Given the fact that Dozat et al. (2017) obtained the best results in part-of-speech tagging by a significant margin in the CoNLL 2017 Shared Task, it would be expected that their model would also perform significantly well in morphological tagging since the tasks are very similar. Since they did not participate in this particular challenge, we decided to reimplement their system to serve as a strong baseline. As expected, our reimplementation of Dozat et al. (2017) tends to significantly outperform the winners of the CONLL 2017 Shared Task. However, in general, our models still obtain better results, outperforming Dozat et al. on 43 of the 54 treebanks, with an absolute difference of 0.42% on average.

5 Ablation Study

The model proposed in this paper of a Meta-BiLSTM with a sentence-based character model differs from prior work in multiple aspects. In this section, we perform ablations to determine the relative impact of each modeling decision.

For the experimental setup of the ablation experiments, we report accuracy scores for the development sets. We split off 5% of the sentences from each training corpus and we use this part for early stopping. Ablation experiments are either performed on a few selected treebanks to show individual language results or averaged across all treebanks for which tagging is non-trivial.

Impact of the Training Schema

We first compare jointly training the three model components (Meta-BiLSTM, character model, word model) to training each separately. Table 5 shows that separately optimized models are significantly more accurate on average than jointly optimized models. Separate optimization leads to better accuracy for 34 out of 40 treebanks for the morphological features task and for 30 out of 39 treebanks for xpos tagging. Separate optimization out-performed joint optimization by up to 2.1 percent absolute, while joint never out-performed separate by more than 0.5% absolute. We hypothesize that separately training the models forces each sub-model (word and character) to be strong enough to make high accuracy predictions and in some sense serves as a regularizer in the same way that dropout does for individual neurons.


Optimization Avg. F1 Score Avg. F1 Score
morphology xpos
separate 94.57 94.85
jointly 94.15 94.48
Table 5: Comparison of optimization methods: Separate optimization of the word, character and meta model is more accurate on average than full back-propagation using a single loss function.The results are statistically significant with two-tailed paired t-test for xpos with p0.001 and for morphology with 0.0001.

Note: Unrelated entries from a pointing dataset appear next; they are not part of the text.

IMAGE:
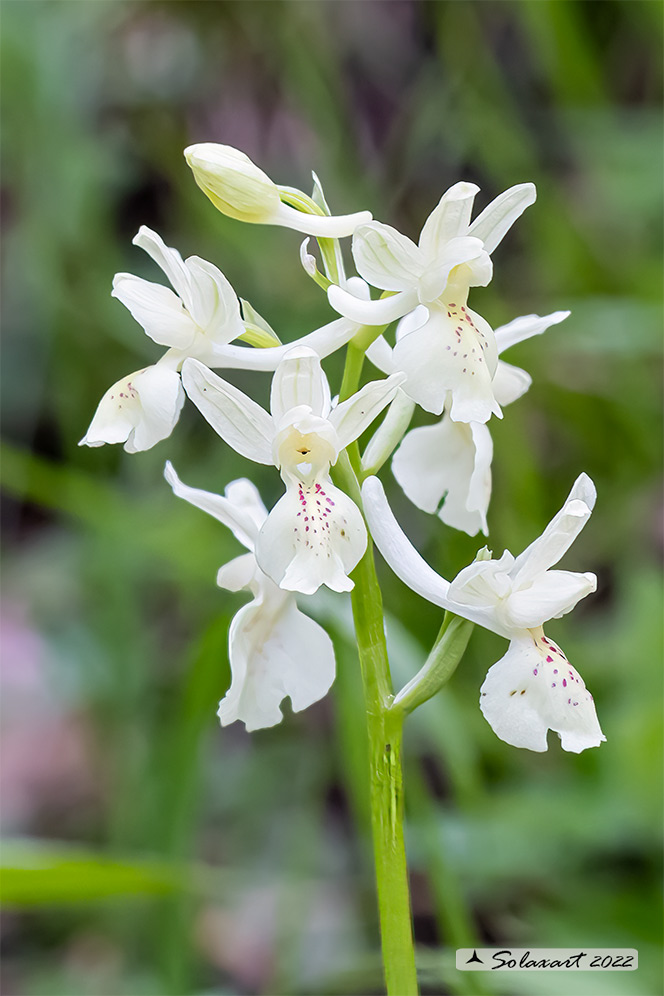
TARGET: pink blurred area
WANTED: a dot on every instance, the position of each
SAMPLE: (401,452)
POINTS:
(46,751)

Impact of the Sentence-based Character Model

We compared the setup with sentence-based character context (Figure 0(a)) to word-based character context (Figure 2). We selected for these experiments a number of morphological rich languages. The results are shown in Table 6. The accuracy of the word-based character model joint with a word-based model were significantly lower than a sentence-based character model. We conclude also from these results and comparing with results of the reimplementation of DQM that early integration of the word-based character model performs much better as late integration via Meta-BiLSTM for a word-based character model.

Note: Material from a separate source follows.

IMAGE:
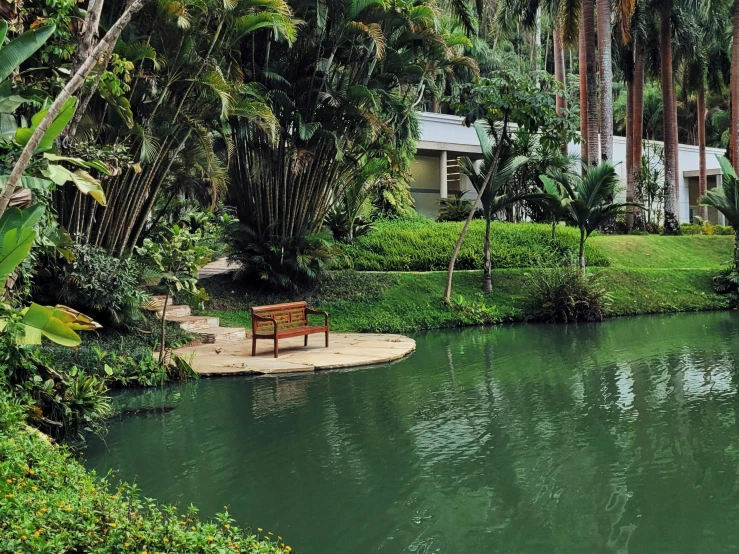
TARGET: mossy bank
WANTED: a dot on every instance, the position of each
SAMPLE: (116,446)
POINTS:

dev. set word char model sentence char model
el 89.05 93.41
la_ittb 93.22 95.69
ru 88.94 92.31
tr 87.78 90.77
Table 6: F1 score for selected languages on sentence vs. word level character models for the prediction of morphology using late integration.

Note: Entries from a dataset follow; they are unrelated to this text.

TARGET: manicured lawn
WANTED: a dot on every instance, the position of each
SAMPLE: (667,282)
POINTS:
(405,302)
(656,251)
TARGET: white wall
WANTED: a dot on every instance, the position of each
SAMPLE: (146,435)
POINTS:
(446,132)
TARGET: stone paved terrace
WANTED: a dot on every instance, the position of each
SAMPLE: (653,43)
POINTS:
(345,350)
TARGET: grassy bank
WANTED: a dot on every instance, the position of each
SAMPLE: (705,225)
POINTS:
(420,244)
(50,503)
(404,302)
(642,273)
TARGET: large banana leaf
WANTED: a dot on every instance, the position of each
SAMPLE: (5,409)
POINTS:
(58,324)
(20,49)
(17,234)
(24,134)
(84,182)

Impact of the Meta-BiLSTM Model Combination

The proposed model trains word and character models independently while training a joint model on top. Here we investigate the part-of-speech tagging performance of the joint model compared with the word and character models on their own (using hyperparameters from in 4.1).

Table 7 shows, for selected languages, the results averaged over 10 runs in order to measure standard deviation. The examples show that the combined model has significantly higher accuracy compared with either the character and word models individually.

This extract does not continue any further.